In an email to guests obtained by the Times, Romney said he hoped to unite “political, business and other thought leaders” at the conference. The 2012 Republican nominee said in the email that Solamere, the investment firm cofounded by his son Tagg and his campaign finance chairman Spencer Zwick, would be among the sponsors of the gathering. Romney is the chairman of the Boston-based firm’s executive committee.
Romney, who once headed the private equity firm Bain Capital, organized similar events for his campaign donors in recent years, including a retreat last June that brought together more than 700 donors at Deer Valley’s Chateaux at Silver Lake. The weekend included a nod to Romney’s experience leading the Olympic Games in Utah — kicking off with a cookout at Olympic Park.
While Romney's email did not include a set agenda, his 2012 conference drew in top Republicans including former Florida Gov. Jeb Bush, former Secretary of State Condoleezza Rice, South Dakota Sen. John Thune, Louisiana Gov. Bobby Jindal and Ryan, the Wisconsin congressman who later would be chosen by Romney as his running mate.
Guests at the 2012 event attended panels on foreign policy and business affairs — with speakers such as Hewlett-Packard chief executive and one-time California gubernatorial candidate Meg Whitman, who worked with Romney at Bain & Co.

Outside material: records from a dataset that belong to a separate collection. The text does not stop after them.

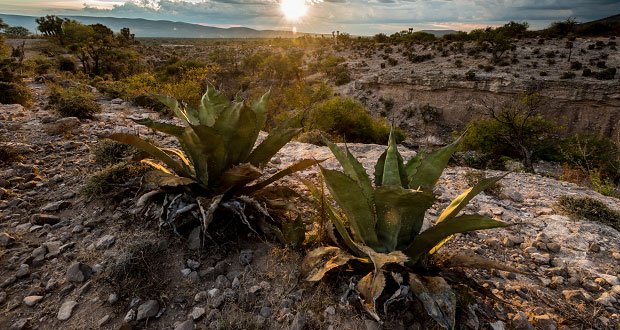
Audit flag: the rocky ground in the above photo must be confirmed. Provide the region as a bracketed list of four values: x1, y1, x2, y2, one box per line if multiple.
[1, 81, 620, 330]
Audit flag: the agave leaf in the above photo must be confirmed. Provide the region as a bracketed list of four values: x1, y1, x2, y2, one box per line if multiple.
[198, 84, 229, 126]
[246, 127, 302, 168]
[408, 135, 462, 191]
[182, 125, 227, 187]
[382, 127, 405, 187]
[441, 250, 528, 274]
[282, 215, 305, 248]
[132, 118, 185, 137]
[220, 163, 262, 191]
[107, 133, 192, 178]
[140, 159, 171, 174]
[404, 147, 426, 180]
[409, 273, 456, 330]
[321, 168, 383, 251]
[322, 135, 374, 201]
[374, 186, 435, 252]
[243, 158, 322, 194]
[250, 89, 270, 132]
[183, 103, 201, 125]
[302, 246, 356, 282]
[437, 174, 507, 225]
[213, 102, 257, 167]
[430, 174, 507, 254]
[404, 215, 509, 265]
[374, 150, 387, 186]
[144, 170, 196, 187]
[151, 93, 193, 125]
[302, 179, 365, 257]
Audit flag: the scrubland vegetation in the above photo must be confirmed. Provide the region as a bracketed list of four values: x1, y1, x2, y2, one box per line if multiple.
[0, 13, 619, 330]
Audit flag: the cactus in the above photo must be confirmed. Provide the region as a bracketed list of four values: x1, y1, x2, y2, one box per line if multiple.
[302, 128, 510, 327]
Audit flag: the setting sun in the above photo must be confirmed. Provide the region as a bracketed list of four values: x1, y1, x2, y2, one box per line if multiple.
[280, 0, 307, 20]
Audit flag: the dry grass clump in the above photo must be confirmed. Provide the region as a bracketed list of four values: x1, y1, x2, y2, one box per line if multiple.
[557, 195, 620, 231]
[93, 139, 136, 167]
[82, 161, 150, 196]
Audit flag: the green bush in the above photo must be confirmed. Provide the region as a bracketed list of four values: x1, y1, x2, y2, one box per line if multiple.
[560, 72, 576, 79]
[57, 56, 76, 72]
[557, 196, 620, 231]
[309, 96, 406, 144]
[48, 87, 101, 118]
[94, 80, 130, 99]
[0, 82, 33, 106]
[82, 161, 150, 196]
[465, 70, 476, 80]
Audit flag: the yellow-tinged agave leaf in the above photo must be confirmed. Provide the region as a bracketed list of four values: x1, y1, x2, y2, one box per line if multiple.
[301, 179, 365, 257]
[161, 148, 191, 166]
[144, 170, 196, 187]
[405, 215, 509, 266]
[140, 159, 171, 174]
[107, 133, 191, 178]
[321, 167, 383, 252]
[408, 273, 456, 330]
[302, 246, 356, 282]
[441, 250, 528, 274]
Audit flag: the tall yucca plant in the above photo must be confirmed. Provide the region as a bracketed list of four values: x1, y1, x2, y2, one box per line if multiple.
[108, 85, 318, 195]
[302, 129, 510, 328]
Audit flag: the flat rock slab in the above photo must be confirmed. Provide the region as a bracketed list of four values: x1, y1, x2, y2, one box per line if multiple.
[57, 300, 77, 321]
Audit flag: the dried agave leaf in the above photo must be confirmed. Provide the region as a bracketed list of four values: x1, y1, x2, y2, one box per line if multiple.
[440, 250, 528, 274]
[302, 246, 357, 282]
[408, 273, 456, 330]
[144, 170, 196, 187]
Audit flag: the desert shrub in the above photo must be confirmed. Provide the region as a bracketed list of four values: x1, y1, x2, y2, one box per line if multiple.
[93, 139, 136, 167]
[455, 59, 463, 68]
[82, 161, 150, 196]
[380, 62, 386, 69]
[48, 86, 101, 118]
[408, 53, 433, 63]
[483, 65, 494, 72]
[582, 68, 592, 77]
[33, 58, 54, 75]
[309, 96, 405, 144]
[570, 61, 582, 70]
[295, 129, 325, 146]
[545, 51, 556, 58]
[387, 57, 398, 66]
[131, 93, 167, 114]
[56, 56, 76, 72]
[596, 61, 607, 68]
[559, 133, 620, 183]
[560, 72, 576, 79]
[0, 82, 33, 106]
[95, 80, 131, 99]
[557, 196, 620, 230]
[539, 71, 548, 76]
[309, 55, 351, 85]
[464, 170, 503, 196]
[465, 70, 476, 80]
[593, 68, 616, 80]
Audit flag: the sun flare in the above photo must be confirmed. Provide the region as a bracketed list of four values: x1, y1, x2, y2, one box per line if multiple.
[280, 0, 308, 20]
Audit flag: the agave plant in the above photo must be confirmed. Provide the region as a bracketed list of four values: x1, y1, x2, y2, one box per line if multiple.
[108, 85, 319, 238]
[302, 130, 513, 328]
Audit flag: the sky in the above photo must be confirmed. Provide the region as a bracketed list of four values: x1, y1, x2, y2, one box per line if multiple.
[0, 0, 619, 35]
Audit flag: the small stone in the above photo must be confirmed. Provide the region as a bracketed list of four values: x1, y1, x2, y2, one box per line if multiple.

Romney developed a warm friendship with both Ryan and Christie during the 2012 campaign.
An advantage for any potential 2016 candidates will be the other guests at the event. If, as expected, the upcoming event draws former Romney donors, it would offer the future contenders a chance to forge relationships with some of those who contributed to Romney’s powerful fundraising operation.
At the Conservative Political Action Conference earlier this month, Romney suggested he would not be center stage as Republicans choose their nominee in 2016: "As someone who just lost the last election," he joked, "I'm probably not in the best position to chart the course for the next one."